First, the garage doors will face to the South. We are in the Southern part of New Mexico which means summer's are hot and as is typical of the desert, it also cools off quickly as well. I read once that the temperature in this area fluctuates 50 or more degrees on any given summer day. We live out of the city proper and are surrounded by desert and not thermal mass. Because of this, we do experience temperature swings which are easy to live with. The heat can get to you - if you let it, but over all, it suits us. 

Now, back to the garage doors ... These will be opened in the cooler months (during the day) which will allow the sun to heat the concrete garage floor and warm the place up. I plan no heating or cooling whatsoever (I may put in a small wood stove, but that will come later as we discover how the temp in the shop goes). The cold seldom bothers me (I worked in a cold dark basement in Chicago for ten years and survived. Lol!).

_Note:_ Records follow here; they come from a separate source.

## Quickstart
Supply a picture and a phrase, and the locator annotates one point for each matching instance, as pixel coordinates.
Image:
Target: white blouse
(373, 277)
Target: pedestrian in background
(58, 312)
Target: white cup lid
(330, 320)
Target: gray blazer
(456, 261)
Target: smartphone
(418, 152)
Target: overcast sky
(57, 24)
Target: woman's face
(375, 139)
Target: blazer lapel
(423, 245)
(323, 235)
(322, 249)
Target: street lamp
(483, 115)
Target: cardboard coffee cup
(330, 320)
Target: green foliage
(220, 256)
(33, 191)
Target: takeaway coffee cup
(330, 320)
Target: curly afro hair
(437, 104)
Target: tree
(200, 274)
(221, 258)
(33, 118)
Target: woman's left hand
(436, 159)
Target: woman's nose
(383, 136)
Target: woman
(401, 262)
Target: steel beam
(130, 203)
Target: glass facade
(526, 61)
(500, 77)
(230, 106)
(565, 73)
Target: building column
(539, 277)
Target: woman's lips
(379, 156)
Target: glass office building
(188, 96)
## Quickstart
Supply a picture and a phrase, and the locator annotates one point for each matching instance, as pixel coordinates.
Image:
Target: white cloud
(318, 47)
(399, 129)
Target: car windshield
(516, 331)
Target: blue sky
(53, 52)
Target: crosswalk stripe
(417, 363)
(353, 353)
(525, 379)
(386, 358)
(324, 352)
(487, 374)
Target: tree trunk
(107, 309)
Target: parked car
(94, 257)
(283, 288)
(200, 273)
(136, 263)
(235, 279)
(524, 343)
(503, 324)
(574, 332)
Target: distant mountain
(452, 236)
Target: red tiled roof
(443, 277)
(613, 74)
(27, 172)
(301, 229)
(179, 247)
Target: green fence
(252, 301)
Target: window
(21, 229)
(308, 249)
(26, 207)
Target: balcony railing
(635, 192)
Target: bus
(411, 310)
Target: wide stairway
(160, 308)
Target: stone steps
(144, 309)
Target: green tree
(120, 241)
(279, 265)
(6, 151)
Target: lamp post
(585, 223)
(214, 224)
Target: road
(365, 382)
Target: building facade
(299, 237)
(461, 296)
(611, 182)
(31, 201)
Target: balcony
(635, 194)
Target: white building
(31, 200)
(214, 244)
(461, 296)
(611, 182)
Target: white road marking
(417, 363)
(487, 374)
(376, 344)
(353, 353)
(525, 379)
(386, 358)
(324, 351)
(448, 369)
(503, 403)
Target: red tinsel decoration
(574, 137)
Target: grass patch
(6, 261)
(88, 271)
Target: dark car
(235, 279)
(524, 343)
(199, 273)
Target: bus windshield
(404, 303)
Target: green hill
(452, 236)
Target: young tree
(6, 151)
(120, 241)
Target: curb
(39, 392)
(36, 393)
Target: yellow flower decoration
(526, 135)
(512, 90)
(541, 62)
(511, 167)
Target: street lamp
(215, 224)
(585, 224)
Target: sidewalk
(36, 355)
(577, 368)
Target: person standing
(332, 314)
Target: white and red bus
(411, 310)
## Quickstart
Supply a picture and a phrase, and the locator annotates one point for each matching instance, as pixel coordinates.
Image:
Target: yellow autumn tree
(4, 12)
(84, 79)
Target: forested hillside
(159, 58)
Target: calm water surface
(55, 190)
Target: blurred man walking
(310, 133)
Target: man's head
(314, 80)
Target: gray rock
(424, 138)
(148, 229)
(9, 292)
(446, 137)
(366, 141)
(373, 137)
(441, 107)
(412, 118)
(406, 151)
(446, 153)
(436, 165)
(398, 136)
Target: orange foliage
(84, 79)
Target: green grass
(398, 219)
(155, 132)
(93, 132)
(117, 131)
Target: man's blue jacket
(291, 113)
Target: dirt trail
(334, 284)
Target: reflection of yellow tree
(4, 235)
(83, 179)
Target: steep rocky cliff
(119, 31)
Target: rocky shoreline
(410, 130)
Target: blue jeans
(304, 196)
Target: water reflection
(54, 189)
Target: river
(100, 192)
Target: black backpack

The heat is another matter, but I believe that insulated 6-inch walls and a 12-inch roof should work just fine. At least I hope so. We also have a one-car garage that is next to our car port, but we call this building our tool shed because that is truly what it is used for. This sits on the West side of the planned shop/garage so this will block the sun from hitting the shop during the hotter months helping keep the shop cool during the summer.

Secondly, putting the vac unit outdoors will result in more usable space. At the moment, the dimensions are 28' x 24'. The garage doors will be on the 28' side. We have never parked our cars in a garage and have only used our large car port. That said, our cars may never enter this new garage/shop, but if we plan carefully enough, we may be able to have our cake and eat it too, if necessary.

Thanks for you awesome suggestion. I appreciate your post.


----------